Member of the Madhya Pradesh Legislative Assembly
- In office 1993–2008
- Preceded by: Kishora
- Succeeded by: Kamlesh Jatav
- Constituency: Ambah

Personal details
- Party: Bharatiya Janata Party
- Other political affiliations: Samajwadi Party (2020)

= Bansi Lal Jatav =

Indian politician from Madhya Pradesh

Bansilal Jatav is an Indian politician from Madhya Pradesh. He served as a member of the Madhya Pradesh Legislative Assembly from the Ambah constituency in Morena district. He was elected multiple times on the ticket of the Bharatiya Janata Party and was considered an influential leader among Scheduled Castes voters in the region.

== Political career ==
Bansilal Jatav was elected to the Madhya Pradesh Legislative Assembly from Ambah in the 1998 and 2003 assembly elections as a candidate of the Bharatiya Janata Party.

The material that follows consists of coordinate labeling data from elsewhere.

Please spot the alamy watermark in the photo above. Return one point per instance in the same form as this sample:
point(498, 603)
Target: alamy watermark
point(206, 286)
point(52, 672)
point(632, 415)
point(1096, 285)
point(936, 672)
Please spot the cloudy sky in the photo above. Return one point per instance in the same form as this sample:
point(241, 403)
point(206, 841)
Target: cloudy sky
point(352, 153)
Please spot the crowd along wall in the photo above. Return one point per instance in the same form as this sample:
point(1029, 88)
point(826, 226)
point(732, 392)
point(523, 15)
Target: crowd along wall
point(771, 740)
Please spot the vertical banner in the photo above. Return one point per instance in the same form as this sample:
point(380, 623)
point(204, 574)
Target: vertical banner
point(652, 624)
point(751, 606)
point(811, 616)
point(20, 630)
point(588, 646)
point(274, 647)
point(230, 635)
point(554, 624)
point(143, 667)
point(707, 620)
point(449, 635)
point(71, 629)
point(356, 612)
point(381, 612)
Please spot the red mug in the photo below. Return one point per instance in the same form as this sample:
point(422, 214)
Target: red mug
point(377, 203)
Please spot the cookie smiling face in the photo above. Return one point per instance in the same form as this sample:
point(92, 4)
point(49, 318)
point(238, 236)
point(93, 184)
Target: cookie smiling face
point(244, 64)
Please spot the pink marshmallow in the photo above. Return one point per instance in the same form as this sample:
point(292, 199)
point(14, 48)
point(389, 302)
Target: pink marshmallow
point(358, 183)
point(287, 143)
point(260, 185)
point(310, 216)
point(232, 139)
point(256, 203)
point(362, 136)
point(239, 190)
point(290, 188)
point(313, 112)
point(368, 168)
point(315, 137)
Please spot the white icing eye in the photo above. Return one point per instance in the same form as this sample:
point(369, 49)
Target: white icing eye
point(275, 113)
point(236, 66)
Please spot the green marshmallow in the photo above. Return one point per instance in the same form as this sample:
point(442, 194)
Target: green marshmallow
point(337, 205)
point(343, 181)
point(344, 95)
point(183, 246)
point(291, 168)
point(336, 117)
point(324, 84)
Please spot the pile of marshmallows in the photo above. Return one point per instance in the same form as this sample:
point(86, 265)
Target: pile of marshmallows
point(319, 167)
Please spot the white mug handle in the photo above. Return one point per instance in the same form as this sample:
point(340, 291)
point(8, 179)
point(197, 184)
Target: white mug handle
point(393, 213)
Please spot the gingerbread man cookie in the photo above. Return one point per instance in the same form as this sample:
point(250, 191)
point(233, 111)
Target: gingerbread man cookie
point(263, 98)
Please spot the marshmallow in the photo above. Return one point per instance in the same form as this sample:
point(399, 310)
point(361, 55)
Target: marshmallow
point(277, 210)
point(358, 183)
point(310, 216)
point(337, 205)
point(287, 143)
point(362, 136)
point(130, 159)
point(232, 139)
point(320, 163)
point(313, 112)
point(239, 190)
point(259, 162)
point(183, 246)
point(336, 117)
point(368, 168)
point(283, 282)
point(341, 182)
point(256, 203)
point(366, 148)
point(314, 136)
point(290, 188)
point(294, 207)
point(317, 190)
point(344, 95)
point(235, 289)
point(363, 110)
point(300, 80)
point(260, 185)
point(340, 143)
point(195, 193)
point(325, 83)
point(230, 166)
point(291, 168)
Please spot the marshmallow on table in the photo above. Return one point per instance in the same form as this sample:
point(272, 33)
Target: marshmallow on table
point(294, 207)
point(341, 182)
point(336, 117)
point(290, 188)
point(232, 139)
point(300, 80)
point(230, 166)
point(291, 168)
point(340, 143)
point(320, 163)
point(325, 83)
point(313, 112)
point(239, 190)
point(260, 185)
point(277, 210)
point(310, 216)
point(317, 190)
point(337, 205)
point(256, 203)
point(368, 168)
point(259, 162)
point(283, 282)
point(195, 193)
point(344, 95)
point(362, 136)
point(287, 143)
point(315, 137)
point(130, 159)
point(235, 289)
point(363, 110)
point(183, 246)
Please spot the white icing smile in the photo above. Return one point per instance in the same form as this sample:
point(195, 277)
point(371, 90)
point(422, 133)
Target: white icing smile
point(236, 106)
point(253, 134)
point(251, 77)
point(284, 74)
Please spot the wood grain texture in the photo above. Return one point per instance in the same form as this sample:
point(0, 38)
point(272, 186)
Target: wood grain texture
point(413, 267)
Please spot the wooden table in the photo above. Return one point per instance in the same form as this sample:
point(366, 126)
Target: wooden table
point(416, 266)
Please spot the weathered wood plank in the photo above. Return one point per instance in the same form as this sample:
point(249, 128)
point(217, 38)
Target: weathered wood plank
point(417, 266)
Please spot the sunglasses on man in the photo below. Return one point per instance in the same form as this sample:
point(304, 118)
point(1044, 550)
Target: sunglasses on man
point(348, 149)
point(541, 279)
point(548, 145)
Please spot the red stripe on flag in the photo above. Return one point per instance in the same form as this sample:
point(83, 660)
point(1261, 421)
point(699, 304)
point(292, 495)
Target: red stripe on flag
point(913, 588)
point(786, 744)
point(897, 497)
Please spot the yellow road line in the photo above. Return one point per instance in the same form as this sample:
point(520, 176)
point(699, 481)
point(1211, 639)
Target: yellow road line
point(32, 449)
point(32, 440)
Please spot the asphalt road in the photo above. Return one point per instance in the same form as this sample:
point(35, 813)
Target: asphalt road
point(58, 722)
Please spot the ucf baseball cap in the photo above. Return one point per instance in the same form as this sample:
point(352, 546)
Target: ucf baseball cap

He represented the constituency for two consecutive terms until 2008.

In 2020, ahead of the Madhya Pradesh by-elections, Jatav was denied a ticket by the BJP. Subsequently, he joined the Samajwadi Party and was announced as its candidate from the Ambah constituency.

However, shortly afterwards, he rejoined the BJP and publicly supported BJP candidate Kamlesh Jatav in the by-election.